We, human beings, are no different from elephant seals or any other animal. We are driven by our primal urge to replicate. What all that means is that a large number of single, unmarried men is an aggravating force, while a low number of single, unmarried men is a civilizing force.

I believe the much touted civilizing power of religion, in particular Christianity, is that it tends to equalize the sexual opportunity between high and low status males, thereby decreasing violence. Before getting into the details, I want anyone who reads the following to know I am no Marxist or Communist. I am a firm believer that the two party system and the middle class are what made America the greatest country on Earth, and as soon as we lose sight of that fact we are doomed.

First a couple of assumptions. The first assumption: all else being equal, for any given women, any women will be indifferent between any two partners so long as utility is the same. In other words, if a woman could chose to be the sole partner A and thereby receive x amount of utility, or be the nth partner of partner B and thereby receive x amount of utility, she will choose partner A 50% of the time and partner B 50% of the time. Second assumption: all else being equal and for any given man, he will always choose to add an additional female partner so long as there is any additional utility. That assumption is provable by the simple fact men are physically larger, which is the result of the fact that evolutionary speaking, naturally selection gave larger men more access to females.

The reason this is important is because in a polygamist society females will congregate to high status males and thereby leave the vast majority of men single. These single males will be a strong, violent force in society. Thus historically, monogamy has favored the vast majority of men, but disfavored females and high status males. And when low status males finally achieved political power they are the ones who voted to create a monogamous society, which was at the expense of high status males and females. Monogamy disfavors high status males because they will have smaller or no harems, and women are disfavored in monogamous societies because they cannot congregate to high status males. But the net result is good for society because there will be fewer single, unmarried, and violent men. God help China, and us all, when their policy of selectively aborting females comes to fruition.

Second, according to Marx, the traditional interpretation of the Protestant Reformation is incorrect.

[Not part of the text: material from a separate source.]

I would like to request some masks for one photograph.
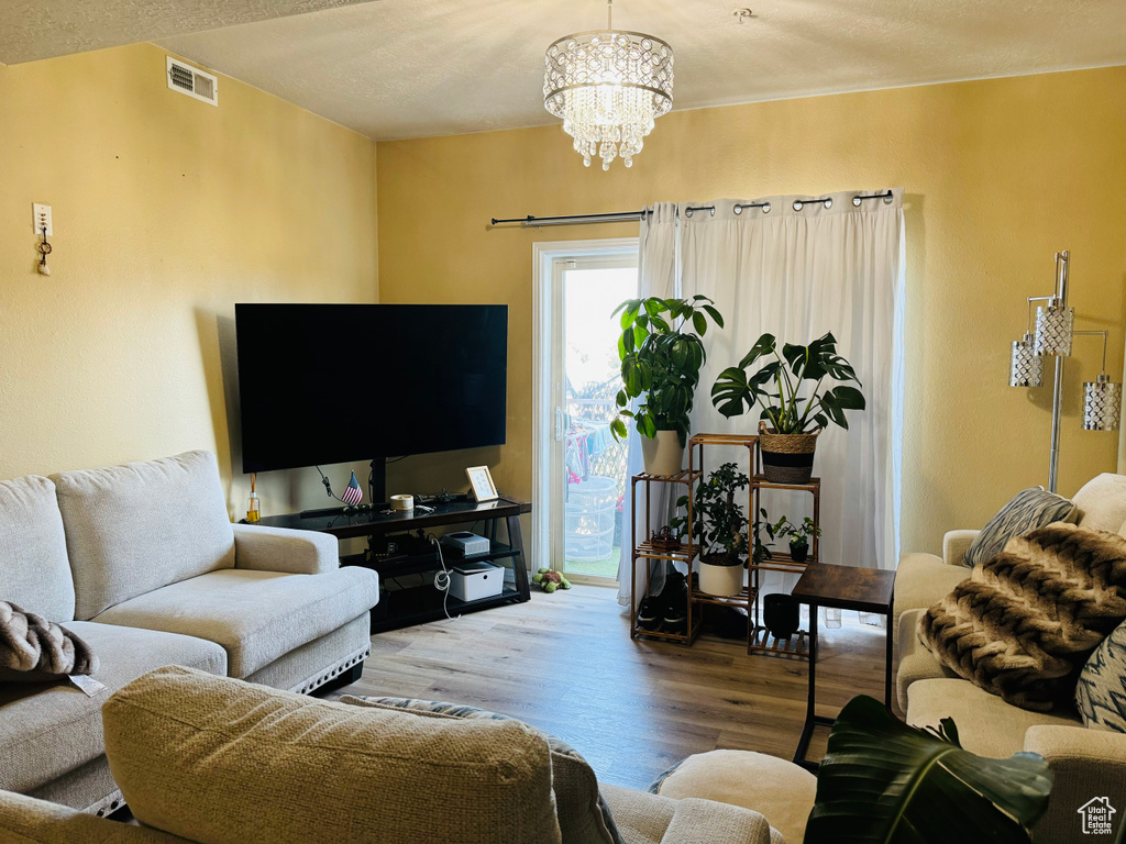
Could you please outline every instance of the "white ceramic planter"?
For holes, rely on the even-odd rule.
[[[700,562],[700,592],[731,598],[743,591],[743,567],[713,566]]]
[[[656,437],[641,438],[641,454],[649,475],[679,475],[685,465],[685,447],[676,431],[658,431]]]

The traditional narrative is that the populace in Western Europe was subjugated by the Roman Catholic Church, and this subjugation led to a revolt against the the Roman Church. This revolt is the Protestant Reformation, and according to the traditional narrative, it marked a increase in the rights of the common people against the establishment, and the motivation for the Reformation was a drive for personal and religious freedom.

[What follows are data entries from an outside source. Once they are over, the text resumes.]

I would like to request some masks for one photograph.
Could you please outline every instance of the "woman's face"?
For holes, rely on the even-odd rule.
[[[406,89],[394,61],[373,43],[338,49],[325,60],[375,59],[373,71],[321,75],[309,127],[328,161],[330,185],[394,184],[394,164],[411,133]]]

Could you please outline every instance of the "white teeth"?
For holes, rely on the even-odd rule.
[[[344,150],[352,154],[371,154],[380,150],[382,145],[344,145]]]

Marxists, on the other hand, believe that this narrative is fiction, and what really happened was the establishment and the elites consolidated their power by way of the Reformation. According to Marxists, the story of the common people revolting against Rome is a fiction the establishment uses to create even more power for themselves. What really happened, is the powerful commercial class resented the trade and commercial restrictions that the Vatican imposed on them. To increase their own power and make more money, the commercial class used religious freedom as a pretext to eliminate Vatican control over their businesses enterprises. The net result was increased commercial opportunity and more wealth, under the guise of increasing religious freedom. In other words, the Protestant Reformation was nothing more than the commercial class’ first, and successful, attempt at neoliberalism and globalism. For a first class exposition of this point, please see “The Philosopher’s Toolkit” by Baggini and Fosl.